Banks Commit to Finteum FX Swaps Platform
Posted by Colin Lambert. Last updated: June 14, 2022
Treasury and technology teams from 14 banking groups, including NatWest, BNY Mellon’s corporate treasury function, Barclays, Citi have trialled a platform by London-based fintech Finteum which seeks to help banks to manage intraday liquidity through the development of new interbank markets.
During the trial, for which Finteum raised angel funding and says it will close a seed funding round shortly to deliver on the go-live, the banks engaged in simulated trading and discussion sessions, focused on the capabilities and features of the software, and its potential benefits. Over the course of one of the hour-long trading sessions the banks executed 96 simulated intraday FX swap and repo transactions, based on 75 simulated orders in a central limit order book and 165 bilateral RFQs, with a simulated total of $11.1 billion traded.
The platform will go live in 2023 and will enable payment-vs-payment (PvP) intraday FX swaps as well as delivery-vs-payment (DvP) intraday repo transactions. For the trial, the banks were joined by representatives from national prudential authorities and liquidity experts from UK Finance, the collective voice for the banking and finance industry, who observed. The combined balance sheets of the participating banks was $19.8 trillion, Finteum says, adding it is among the largest group of banks ever to trial a new piece of market infrastructure.
Three un-named European banking groups, a subset of the 14 that participated in the trial, have already committed to go live on the Finteum platform in the middle of 2023, with real-money test trades expected later in 2022. These so-called ‘key participant’ banks also help to influence the development priorities of the Finteum initiative, the firm explains, adding other banks are assessing participation to become key participants following this latest trial, and the opportunity is open to all banks.
This year, the Finteum platform has added intraday repo alongside intraday FX swaps due to interest from banks, which was an important change, according to the firm. For intraday repo, the trial assumed DvP settlement using Euroclear Bank’s existing triparty infrastructure, which would enable settlement within minutes without any tokenisation. BNY Mellon’s triparty infrastructure can also be used to settle US dollar intraday repo transactions executed on the Finteum platform, making it, the firm says, one of the first interbank venues to offer FX swaps and repo alongside each other in the same platform.
Under the initiative, and using intraday markets, banks will be able to borrow for hours at a time, enabling them to efficiently meet a temporary liquidity need. This helps them to safely optimise intraday liquidity buffers, which have been in focus since Basel III, Finteum says.
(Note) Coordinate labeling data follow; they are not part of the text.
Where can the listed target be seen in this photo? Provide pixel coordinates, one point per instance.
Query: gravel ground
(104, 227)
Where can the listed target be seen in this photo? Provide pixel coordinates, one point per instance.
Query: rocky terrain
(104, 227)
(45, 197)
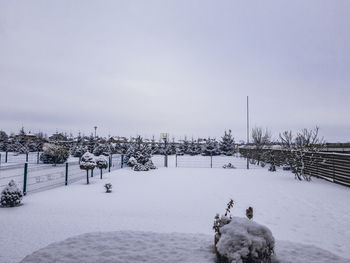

In a poll of representatives across the 14 banks during the trial, Finteum says that 59% said that, given the rising interest rate environment, liquidity optimisation was a high priority for 2022/3, with a further 19% responding it was higher priority than 2021. For the key participant banks, Finteum predicts the solution will reduce each bank’s costs by millions of dollars per year. Banks can also use intraday markets to lend excess funds, representing a new revenue stream, it adds.
The platform will use R3’s Corda enterprise blockchain, along with settlement solutions, to deliver its intraday FX swaps execution service, and for intraday repo. Finteum says the settlement rails could include DLT-based technology such as the Fnality Payment System and non-DLT technology such as Euroclear Bank’s triparty infrastructure.
“Given the rising interest rate environment, intraday markets play an important role in banks’ liquidity optimisation strategy,” says Brian Nolan, Finteum co-founder. “We are excited to continue working with the Key Participant banks and including more banks in the group, ahead of go-live in 2023.”